Frontend Is Dead as We Know It
This was the highlight. Nir Kaufman, a Google Developer Expert I'd never heard of, gave a keynote called "Frontend Is Dead as We Know It"—timely, given all the Cursor AI and GitHub Copilot buzz with Claude and OpenAI models.
He started with a joke and then did something brilliant: he compared frontend's evolution to human history using AI-generated images. Pure backend days (Java, .NET, PHP) = Stone Age. The Renaissance of frontend frameworks. You get the idea.
But here's what really got me: He's a master storyteller. Every section had at least one joke. Even when he stumbled, he kept you hooked. His structure was perfect—first third: context, second third: examples and visuals, final third: actionable advice.
The Core Message
We've spent years arguing about where to render: server, client, or both. We'd show users a page made of rendered pieces.
But that's changing. The new trend is chatbots.
Remember when OpenAI just launched apps that run inside chat windows? That's the future. What users really care about is the core component—not your navigation bar, not your ads, not the fluff. Just the thing that solves their problem.
His advice: optimize your apps for chatbots. Build components that work beautifully inside chat interfaces. Make it easy for users to interact with your product right where they already are.
My Takeaway
This hit me hard.

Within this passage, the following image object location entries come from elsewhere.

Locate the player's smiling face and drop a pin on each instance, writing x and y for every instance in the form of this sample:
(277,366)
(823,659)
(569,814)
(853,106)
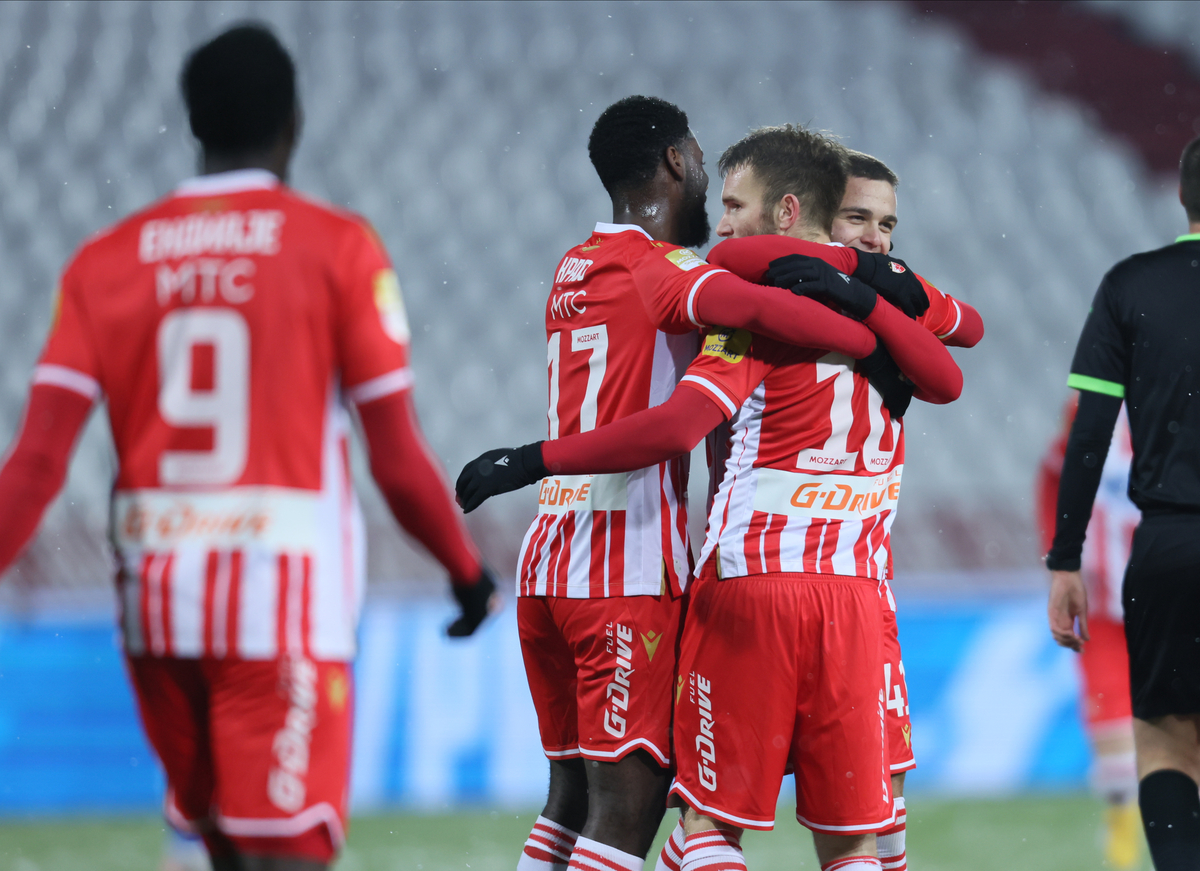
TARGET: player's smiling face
(867,217)
(742,197)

The apps I'm dreaming up—maybe they don't need top navigation or footers at all. Maybe I can skip all that "medieval website" stuff and just build a chatbot with well-designed components that solve the user's need. Better UX, faster to market. Win-win.
OpenTelemetry and the Accent Problem
There was a session on OpenTelemetry for frontend. Interesting topic, but I couldn't follow it. The presenter had such a thick British accent that I (and I'm sure many others) just... couldn't understand.
Note to organizers: subtitles next time?
Debug Like a Pro
The last talk was from another Google Developer Expert about debugging in Chrome. Small room, packed with people standing in the back. The presenter was clearly nervous—really nervous. Two reasons, I think: the crowd, and her slides weren't quite ready.
She spent the first 7-8 minutes doing a poll, saying she'd customize the talk based on results. But then... she just went through her slides in order anyway. The topic was promising—"Debug Like a Pro"—but we mostly learned about a few Chrome tabs. To be fair, 2-3 of them were new to me and actually useful!
The Beautiful Part
Here's what stuck with me: the audience was amazing. From the start, people tried to give her confidence. They encouraged her, helped her keep going, reduced her stress. It was a genuinely kind gesture.
I learned something from that audience. When we can help someone, we should try to ease their nerves, lift them up. That moment was more valuable than any debugging tip.
Was It Worth It?
Not every talk was great. Some were tedious, some I couldn't follow, some had nervous presenters. But honestly? If I get inspired by even one talk, that's enough.
And clearly it worked—because here I am, writing my first blog post after three years, three months, and nine days in the Netherlands.
I'm Keyvan Mahmoudi, and I'm hoping to write much more from now on.